Encoding missing values

Mon Feb 7 20:47:09 EST 1994

> There is at least one kind of network that has no problem (in
> principle) with missing inputs, namely a Boltzmann machine.
> You just refrain from clamping the input node whose value is
> missing, and treat it like an output node or hidden unit.
>  
> This may seem to be irrelevant to anything other than Boltzmann
> machines, but I think it could be argued that nothing very much
> simpler is capable of dealing with the problem. 

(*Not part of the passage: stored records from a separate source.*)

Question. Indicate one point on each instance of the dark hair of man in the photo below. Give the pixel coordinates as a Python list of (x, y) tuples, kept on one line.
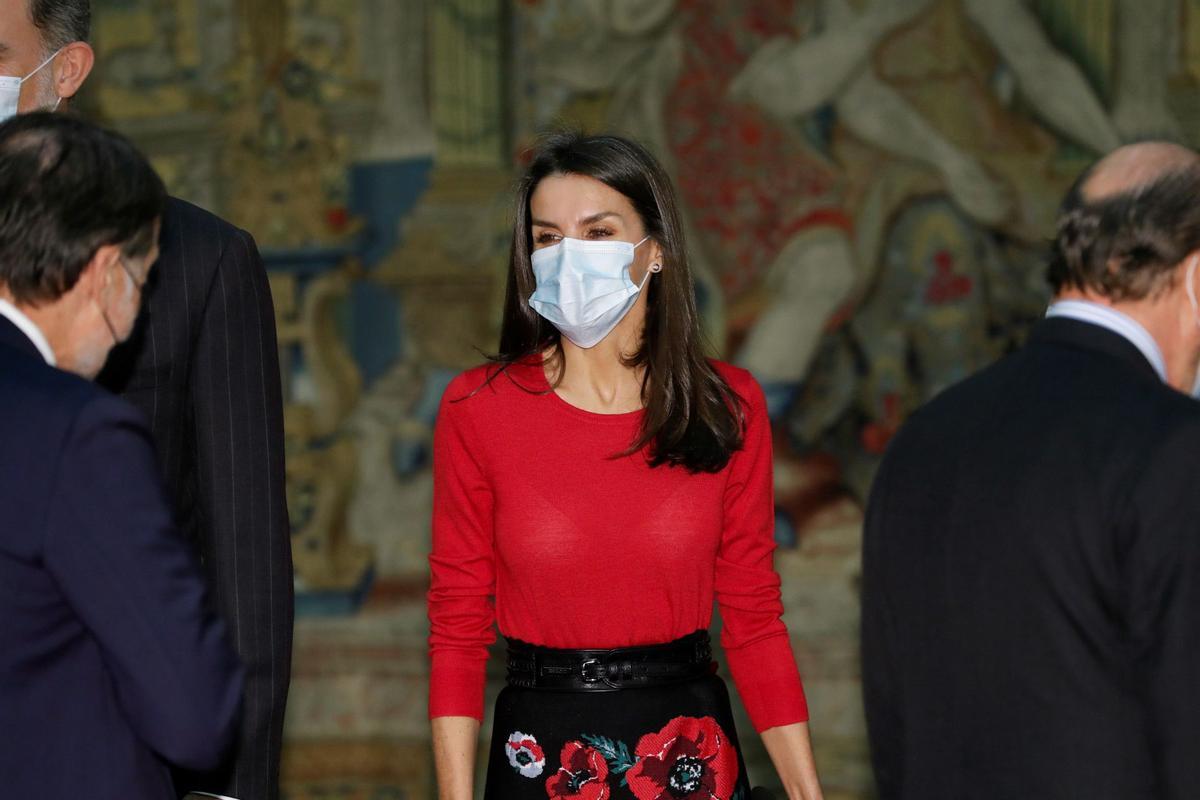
[(693, 417), (61, 22), (69, 187), (1126, 246)]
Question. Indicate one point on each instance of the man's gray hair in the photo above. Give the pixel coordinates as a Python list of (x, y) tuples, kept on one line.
[(61, 22)]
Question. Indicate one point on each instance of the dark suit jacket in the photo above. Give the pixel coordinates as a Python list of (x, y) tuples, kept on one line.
[(203, 367), (1031, 600), (111, 661)]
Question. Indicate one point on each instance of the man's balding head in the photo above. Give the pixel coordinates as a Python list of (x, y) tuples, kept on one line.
[(1128, 222), (1134, 167)]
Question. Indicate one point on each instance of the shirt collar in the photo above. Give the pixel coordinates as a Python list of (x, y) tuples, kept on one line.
[(1125, 325), (30, 329)]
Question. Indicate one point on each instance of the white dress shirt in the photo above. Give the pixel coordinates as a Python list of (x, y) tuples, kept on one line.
[(29, 329), (1125, 325)]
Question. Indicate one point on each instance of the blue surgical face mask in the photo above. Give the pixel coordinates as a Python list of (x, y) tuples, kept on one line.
[(10, 90), (583, 287)]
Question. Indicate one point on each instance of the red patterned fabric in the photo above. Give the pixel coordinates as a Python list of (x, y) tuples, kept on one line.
[(583, 549), (583, 774), (750, 182), (688, 759)]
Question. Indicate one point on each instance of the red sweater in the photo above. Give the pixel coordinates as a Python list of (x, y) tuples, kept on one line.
[(585, 551)]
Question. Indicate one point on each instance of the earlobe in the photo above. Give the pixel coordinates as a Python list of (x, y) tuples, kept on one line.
[(72, 67)]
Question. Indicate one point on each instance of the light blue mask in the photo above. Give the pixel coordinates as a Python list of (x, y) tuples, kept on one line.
[(583, 287)]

The above is a nice observation that is worth emphasizing;
I agree with all of it except the comment about being irrelevant 
to anything else.  The Boltzmann machine is actually relevant
to everything else.  What the Boltzmann algorithm is doing
with the missing value is essentially the same as what the 
EM algorithm for mixtures (that Ghahramani and Tresp referred 
to) is doing, and epitomizes the general case of an iterative
"filling in" algorithm.  The Boltzmann machine learning algorithm 
is a generalized EM (GEM) algorithm.  During the E step the 
system computes the conditional correlation function for the 
nodes under the Boltzmann distribution, where the conditioning 
variables are the known data (the values of the clamped units) 
and the current values of the parameters (weights).  This
"fills in" the relevant statistic (the correlation function)
and allows it to be used in the generalized M step (the
contrastive Hebb rule).

Moreover, despite the fancy terminology, these algorithms are 
nothing more (nor less) than maximum likelihood estimation, 
where the likelihood function is the likelihood of the parameters 
*given the data that was actually observed*.  By "filling in" 
missing data, you're not adding new information to the problem;
rather, you're allowing yourself to use all the information 
that is in those components of the data vector that aren't 
missing.  (EM theory provides the justification for that 
statement).  E.g., if only one component of an input vector 
is missing, it's obviously wasteful to neglect what the 
other components of the input vector are telling you.  And, 
indeed, if you neglect the whole vector, you will not end up 
with maximum likelihood estimates for the weights (nor in 
general will you get maximum likelihood estimates if you fill 
in a value with the unconditional mean of that variable).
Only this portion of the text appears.